Famous for his popular scene painting Giandomenico Tiepolo's 350-year-old 'Scenes from a Venetian Carnival' was stolen last year from the home of a private collector.
Yesterday police announced that it had been recovered along with more than a dozen works of art worth more than £2.5 million in a series of raids on flea markets.
Police also made several arrests in the operation which cracked a gang of "clueless" art thieves who were raiding homes in Rome and selling paintings through flea markets across north east Italy.
Tiepolo's "Scenes from a Venetian Carnival" was discovered by amazed undercover police officers for sale at a flea market in Pordenone near Venice with a price tag of just 500 Euro (£350).
Officers said the gang had no idea that the works they had stolen were worth millions and simply sold them on for just a few hundred pounds at flea markets.
Tiepolo was born in Venice in 1727 and lived in the area until his death at the age of 77 and was commissioned to paint several huge works in Venetian palazzos and his works are characterised by vivid colour and movement.

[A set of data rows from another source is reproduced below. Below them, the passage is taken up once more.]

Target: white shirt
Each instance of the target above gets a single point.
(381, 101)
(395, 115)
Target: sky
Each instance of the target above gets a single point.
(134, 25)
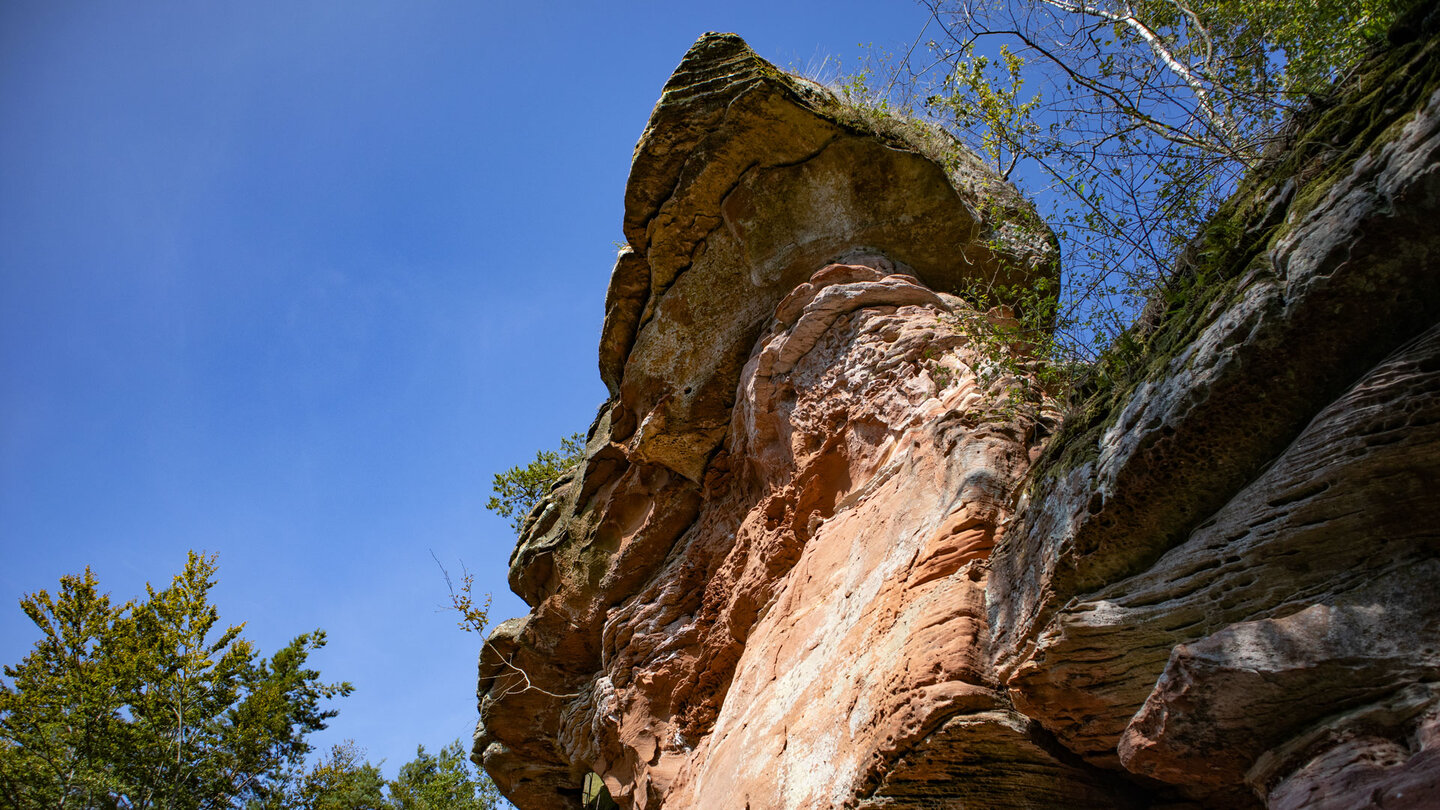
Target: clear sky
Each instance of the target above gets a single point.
(290, 281)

Yesterday a police spokesman in Pordenone said:"The operation recovered several pieces of stolen art work but the most important was the Tiepolo painting.
"We had been working undercover for several months after receiving intelligence on this gang who were stealing in Rome and then selling through flea markets in the Pordenone area.

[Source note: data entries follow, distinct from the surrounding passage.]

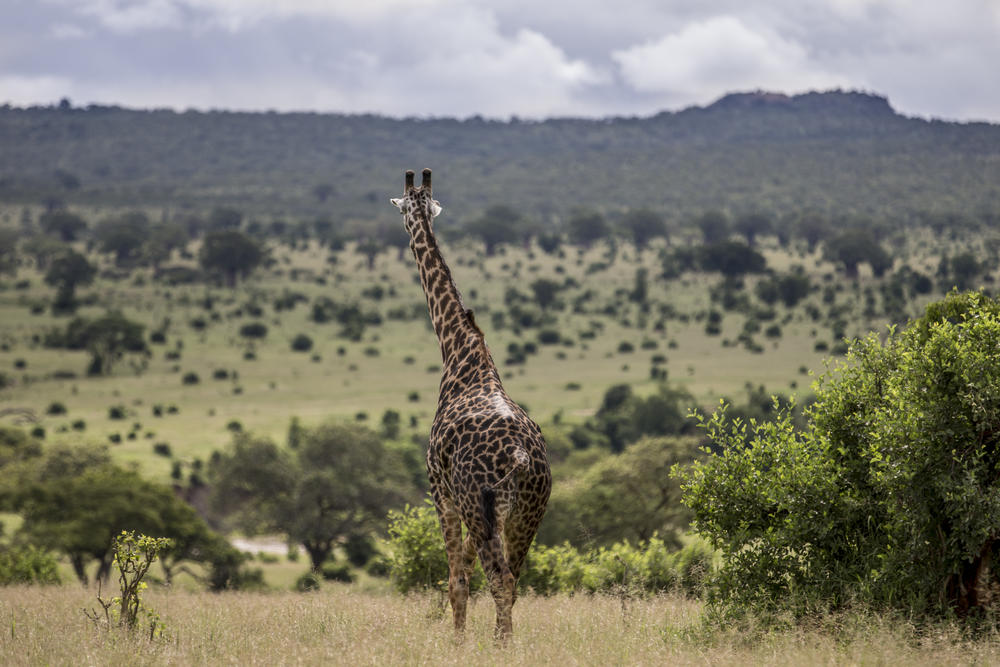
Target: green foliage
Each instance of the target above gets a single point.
(888, 495)
(418, 558)
(230, 252)
(133, 555)
(74, 500)
(27, 565)
(731, 258)
(67, 271)
(629, 496)
(339, 480)
(419, 562)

"Officers carried out a number of visits to flea markets and spotted the Tiepolo on sale for just 500 Euro.
"Needless to say the person selling it claimed to have bought it off a friend of a friend for half that amount.
"It may sound amazing but this gang was peddling works of art worth millions for just a few hundred Euros.
"After they were stolen the paintings were sold through flea markets and bric a brac shops. They were completely clueless and had no idea of the real value.
"In fact to call them clueless would be a compliment."